Politicians have already reacted to this white paper and started to provide new funding opportunities for applied research, in cooperation with research institutes and industry.

The present discussions to merge the key enabling technologies of photonics with microelectronics within European Union funding would be contrary to this approach. Photonics would no longer be a specific and visible part of the European research priorities, and the Photonics Public Private Partnership (PPP) would not be renewed.

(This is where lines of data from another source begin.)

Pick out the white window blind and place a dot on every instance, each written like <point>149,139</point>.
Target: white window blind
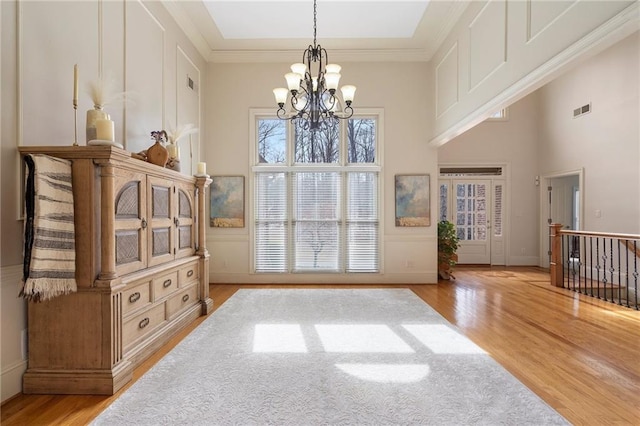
<point>362,222</point>
<point>271,227</point>
<point>320,214</point>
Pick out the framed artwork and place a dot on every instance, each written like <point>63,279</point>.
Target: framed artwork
<point>227,202</point>
<point>412,200</point>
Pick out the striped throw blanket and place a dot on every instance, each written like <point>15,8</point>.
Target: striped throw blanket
<point>49,246</point>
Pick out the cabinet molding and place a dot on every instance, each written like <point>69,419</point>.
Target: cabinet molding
<point>141,268</point>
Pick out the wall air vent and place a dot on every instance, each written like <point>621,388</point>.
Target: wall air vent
<point>582,110</point>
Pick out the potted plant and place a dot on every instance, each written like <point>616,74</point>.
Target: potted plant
<point>448,243</point>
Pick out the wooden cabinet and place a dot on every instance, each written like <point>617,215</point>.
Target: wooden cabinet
<point>141,267</point>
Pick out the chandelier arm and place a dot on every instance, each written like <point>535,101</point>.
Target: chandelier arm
<point>317,112</point>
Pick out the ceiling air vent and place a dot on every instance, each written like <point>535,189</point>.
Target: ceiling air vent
<point>582,110</point>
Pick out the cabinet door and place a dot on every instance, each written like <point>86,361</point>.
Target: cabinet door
<point>161,232</point>
<point>185,223</point>
<point>130,221</point>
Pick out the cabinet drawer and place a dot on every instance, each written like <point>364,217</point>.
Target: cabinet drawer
<point>135,297</point>
<point>188,274</point>
<point>164,285</point>
<point>142,324</point>
<point>182,300</point>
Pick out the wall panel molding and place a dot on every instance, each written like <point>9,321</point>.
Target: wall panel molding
<point>487,34</point>
<point>542,15</point>
<point>145,63</point>
<point>447,81</point>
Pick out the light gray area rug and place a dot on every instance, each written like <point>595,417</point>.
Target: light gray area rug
<point>327,357</point>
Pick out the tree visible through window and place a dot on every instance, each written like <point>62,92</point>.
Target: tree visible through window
<point>316,197</point>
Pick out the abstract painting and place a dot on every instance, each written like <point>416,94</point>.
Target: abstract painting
<point>227,202</point>
<point>412,200</point>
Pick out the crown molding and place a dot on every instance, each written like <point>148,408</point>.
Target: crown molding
<point>187,26</point>
<point>355,55</point>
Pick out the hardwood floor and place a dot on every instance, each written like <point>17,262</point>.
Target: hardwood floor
<point>581,355</point>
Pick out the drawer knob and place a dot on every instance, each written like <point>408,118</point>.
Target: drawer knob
<point>134,297</point>
<point>144,323</point>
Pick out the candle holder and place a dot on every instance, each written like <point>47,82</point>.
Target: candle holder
<point>75,122</point>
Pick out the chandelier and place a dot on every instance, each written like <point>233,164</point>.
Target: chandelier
<point>313,85</point>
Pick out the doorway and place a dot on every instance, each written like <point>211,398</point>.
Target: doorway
<point>474,204</point>
<point>561,202</point>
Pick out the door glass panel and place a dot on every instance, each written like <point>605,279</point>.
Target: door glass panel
<point>471,211</point>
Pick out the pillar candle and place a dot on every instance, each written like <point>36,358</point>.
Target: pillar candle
<point>105,130</point>
<point>202,168</point>
<point>174,151</point>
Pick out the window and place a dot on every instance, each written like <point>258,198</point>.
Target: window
<point>316,196</point>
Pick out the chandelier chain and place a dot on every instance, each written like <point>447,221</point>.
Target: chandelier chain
<point>315,13</point>
<point>312,90</point>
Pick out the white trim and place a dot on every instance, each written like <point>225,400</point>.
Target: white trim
<point>11,379</point>
<point>290,55</point>
<point>505,180</point>
<point>188,27</point>
<point>544,205</point>
<point>615,29</point>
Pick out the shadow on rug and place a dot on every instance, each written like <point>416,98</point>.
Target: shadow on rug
<point>336,357</point>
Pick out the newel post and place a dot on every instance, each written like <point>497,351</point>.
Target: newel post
<point>555,265</point>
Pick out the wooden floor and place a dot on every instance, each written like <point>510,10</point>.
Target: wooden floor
<point>581,355</point>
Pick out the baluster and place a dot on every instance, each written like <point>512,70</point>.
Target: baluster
<point>597,266</point>
<point>591,265</point>
<point>635,274</point>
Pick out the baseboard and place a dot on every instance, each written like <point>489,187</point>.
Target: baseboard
<point>11,379</point>
<point>388,278</point>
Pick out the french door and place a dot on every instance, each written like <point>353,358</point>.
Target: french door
<point>474,206</point>
<point>472,210</point>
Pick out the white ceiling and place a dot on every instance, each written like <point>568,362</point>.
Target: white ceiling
<point>274,31</point>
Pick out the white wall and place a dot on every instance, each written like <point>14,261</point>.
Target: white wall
<point>604,142</point>
<point>235,88</point>
<point>541,138</point>
<point>135,42</point>
<point>514,143</point>
<point>502,50</point>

As in Switzerland, the structure of European photonics industries is mostly based on small- and medium-sized industries, which generate by far the largest revenue and employ the majority of highly skilled staff. The merger of photonics with microelectronics would inevitably lead to strengthening the large industries and weakening small industries, which cannot be in the interest of European society. Microelectronics production has moved to mass and consumer products, which are mainly made in Asia, while European strengths lie in the field of smart and complex systems, requiring systemic knowhow and a holistic approach. These are the core strengths of Europe and we strongly urge Europe to focus on such aspects.

In a letter to the Commissioner for the Digital Economy and Society in Europe, the European Optical Society (EOS) has confirmed this view and expressed its utmost concern about such plans. Let us stand up to confirm our position and maintain the strengths of European photonics.